L'entreprise est assez honorable pour la nation . Elle contribue à nous assurer l'honneur de rendre notre langue, la langue des étrangers, et puisque c'est la seule gloire qui nous reste, il ne faut pas la négliger .
Permettez-moi donc de vous importuner encore, pour savoir quels effets je pourrais prendre . Je supporterais volontiers la perte qu'on pourrait y faire ; et vous pourriez aisément avoir la bonté de faire cet arrangement . Ne pourrait-on pas, par exemple, me donner pour quatre cents louis d'effets, pour m'être délivrés dans six mois ? Ces effets demeureraient entre vos mains .
En ce cas, ne pourriez-vous pas avoir la bonté de fournir pour trois cents louis de billets, payables dans trois termes, cent louis dans trois mois, cent dans six mois, et cent dans neuf ? Je me rendrais même responsable de ces trois cents louis, et l'on tirerait des cent autres ce qu'on pourrait . C'est un objet bien médiocre .
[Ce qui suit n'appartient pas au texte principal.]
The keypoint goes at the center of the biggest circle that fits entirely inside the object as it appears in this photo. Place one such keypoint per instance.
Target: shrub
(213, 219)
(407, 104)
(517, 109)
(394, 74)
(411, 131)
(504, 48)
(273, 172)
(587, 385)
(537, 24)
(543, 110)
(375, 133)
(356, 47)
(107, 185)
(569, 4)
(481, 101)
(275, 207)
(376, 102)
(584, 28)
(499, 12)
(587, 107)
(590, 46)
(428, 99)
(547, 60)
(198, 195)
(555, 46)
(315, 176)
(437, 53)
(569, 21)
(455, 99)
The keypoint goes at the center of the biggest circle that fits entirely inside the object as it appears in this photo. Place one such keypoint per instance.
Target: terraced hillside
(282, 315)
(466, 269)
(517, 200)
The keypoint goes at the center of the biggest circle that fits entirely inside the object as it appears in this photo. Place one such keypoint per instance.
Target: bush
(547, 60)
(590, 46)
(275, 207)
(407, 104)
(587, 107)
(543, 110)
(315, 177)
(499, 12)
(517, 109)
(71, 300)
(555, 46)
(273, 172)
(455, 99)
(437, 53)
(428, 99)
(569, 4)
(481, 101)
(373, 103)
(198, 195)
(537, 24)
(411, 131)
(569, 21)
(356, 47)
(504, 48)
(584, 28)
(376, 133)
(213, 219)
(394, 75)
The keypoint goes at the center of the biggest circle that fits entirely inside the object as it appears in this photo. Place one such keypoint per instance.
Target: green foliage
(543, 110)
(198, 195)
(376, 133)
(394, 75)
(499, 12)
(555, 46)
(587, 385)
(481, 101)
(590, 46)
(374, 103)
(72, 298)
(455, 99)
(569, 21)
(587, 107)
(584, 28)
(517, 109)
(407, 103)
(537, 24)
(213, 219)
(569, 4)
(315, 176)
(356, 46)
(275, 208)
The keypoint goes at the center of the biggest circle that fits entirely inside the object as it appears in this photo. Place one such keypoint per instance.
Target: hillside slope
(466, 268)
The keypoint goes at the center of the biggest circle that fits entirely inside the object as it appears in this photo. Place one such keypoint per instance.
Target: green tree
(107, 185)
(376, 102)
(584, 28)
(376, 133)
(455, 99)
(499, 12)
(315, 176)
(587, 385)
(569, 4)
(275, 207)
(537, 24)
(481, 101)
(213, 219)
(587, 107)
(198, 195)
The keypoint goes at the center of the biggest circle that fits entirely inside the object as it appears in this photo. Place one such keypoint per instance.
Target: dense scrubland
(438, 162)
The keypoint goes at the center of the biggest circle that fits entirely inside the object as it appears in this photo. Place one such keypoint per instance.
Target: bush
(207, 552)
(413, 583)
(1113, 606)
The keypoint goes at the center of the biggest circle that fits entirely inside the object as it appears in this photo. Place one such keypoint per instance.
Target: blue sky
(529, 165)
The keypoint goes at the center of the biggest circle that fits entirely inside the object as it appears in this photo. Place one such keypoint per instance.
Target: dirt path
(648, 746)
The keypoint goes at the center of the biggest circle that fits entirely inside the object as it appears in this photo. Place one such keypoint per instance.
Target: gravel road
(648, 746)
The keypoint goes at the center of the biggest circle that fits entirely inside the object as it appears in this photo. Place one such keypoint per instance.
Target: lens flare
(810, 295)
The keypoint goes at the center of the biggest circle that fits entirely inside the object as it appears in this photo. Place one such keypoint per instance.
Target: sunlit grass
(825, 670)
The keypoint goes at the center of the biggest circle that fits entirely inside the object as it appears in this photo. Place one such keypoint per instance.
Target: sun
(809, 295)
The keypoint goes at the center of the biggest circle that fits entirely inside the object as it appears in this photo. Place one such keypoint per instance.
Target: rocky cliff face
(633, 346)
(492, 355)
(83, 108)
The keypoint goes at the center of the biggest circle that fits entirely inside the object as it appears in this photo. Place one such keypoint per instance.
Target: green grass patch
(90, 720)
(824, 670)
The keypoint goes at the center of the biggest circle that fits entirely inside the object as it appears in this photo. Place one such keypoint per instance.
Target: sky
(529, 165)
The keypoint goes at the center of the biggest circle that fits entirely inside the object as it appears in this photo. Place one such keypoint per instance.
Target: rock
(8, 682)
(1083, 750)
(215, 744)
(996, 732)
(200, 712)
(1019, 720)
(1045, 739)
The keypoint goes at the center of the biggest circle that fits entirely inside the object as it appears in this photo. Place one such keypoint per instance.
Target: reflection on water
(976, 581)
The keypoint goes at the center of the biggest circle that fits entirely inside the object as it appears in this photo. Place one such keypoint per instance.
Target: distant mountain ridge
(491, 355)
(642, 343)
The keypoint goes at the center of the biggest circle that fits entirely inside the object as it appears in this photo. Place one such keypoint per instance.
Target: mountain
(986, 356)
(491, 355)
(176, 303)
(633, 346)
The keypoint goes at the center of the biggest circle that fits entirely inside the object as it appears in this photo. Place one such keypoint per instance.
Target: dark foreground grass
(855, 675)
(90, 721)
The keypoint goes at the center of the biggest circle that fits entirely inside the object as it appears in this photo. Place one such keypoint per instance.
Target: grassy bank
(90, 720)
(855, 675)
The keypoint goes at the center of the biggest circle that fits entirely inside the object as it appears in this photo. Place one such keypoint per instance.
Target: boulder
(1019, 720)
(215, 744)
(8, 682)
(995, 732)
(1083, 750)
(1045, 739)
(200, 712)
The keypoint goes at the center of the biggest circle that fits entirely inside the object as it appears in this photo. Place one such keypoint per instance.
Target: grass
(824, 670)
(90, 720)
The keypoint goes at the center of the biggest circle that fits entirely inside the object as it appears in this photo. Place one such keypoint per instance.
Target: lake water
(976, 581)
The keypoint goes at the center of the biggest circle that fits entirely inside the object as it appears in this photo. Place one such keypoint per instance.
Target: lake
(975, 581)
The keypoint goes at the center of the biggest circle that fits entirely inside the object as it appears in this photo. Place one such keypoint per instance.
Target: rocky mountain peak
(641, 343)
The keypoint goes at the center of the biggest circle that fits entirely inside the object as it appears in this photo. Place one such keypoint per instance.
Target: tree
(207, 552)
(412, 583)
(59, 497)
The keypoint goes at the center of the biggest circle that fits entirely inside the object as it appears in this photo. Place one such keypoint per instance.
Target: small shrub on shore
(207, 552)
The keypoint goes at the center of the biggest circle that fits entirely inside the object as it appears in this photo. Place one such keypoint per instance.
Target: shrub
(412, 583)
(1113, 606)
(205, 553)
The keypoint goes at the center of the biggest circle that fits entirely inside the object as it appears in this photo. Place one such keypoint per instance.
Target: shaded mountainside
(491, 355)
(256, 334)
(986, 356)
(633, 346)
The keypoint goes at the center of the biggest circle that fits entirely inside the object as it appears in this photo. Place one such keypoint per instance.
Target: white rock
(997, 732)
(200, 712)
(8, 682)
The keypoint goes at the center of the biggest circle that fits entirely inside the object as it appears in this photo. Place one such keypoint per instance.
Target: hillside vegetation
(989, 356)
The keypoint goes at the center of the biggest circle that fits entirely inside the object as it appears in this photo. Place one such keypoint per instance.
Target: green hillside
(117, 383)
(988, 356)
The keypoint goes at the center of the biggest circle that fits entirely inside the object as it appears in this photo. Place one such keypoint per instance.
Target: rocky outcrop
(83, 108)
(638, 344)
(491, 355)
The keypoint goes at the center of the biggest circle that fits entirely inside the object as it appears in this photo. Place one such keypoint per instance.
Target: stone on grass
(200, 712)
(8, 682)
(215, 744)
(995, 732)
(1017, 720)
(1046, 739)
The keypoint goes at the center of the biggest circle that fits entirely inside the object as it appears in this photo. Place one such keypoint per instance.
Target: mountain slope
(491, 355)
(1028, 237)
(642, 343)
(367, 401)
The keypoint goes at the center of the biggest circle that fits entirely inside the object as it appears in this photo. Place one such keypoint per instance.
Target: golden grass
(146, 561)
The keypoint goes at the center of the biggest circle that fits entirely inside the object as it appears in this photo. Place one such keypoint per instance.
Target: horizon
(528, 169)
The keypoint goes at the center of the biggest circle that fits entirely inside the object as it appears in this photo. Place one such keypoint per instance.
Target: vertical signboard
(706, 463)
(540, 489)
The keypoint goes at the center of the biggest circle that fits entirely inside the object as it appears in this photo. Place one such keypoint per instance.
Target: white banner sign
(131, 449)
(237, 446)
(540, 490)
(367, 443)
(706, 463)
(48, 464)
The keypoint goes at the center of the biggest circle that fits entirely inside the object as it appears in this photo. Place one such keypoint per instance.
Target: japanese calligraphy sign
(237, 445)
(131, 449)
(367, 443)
Mais l'entreprise qu'on se propose, étant d'environ cinquante mille francs , et ayant résolu de ne pas recevoir un sou du public avant l'exécution, nous sommes obligés de nous assurer quelques secours . Je vous demande en grâce que la modicité de l'objet ne vous rebute pas, vous ferez une très belle action dont le public vous saura gré ; c'est une chose à laquelle vous êtes accoutumé .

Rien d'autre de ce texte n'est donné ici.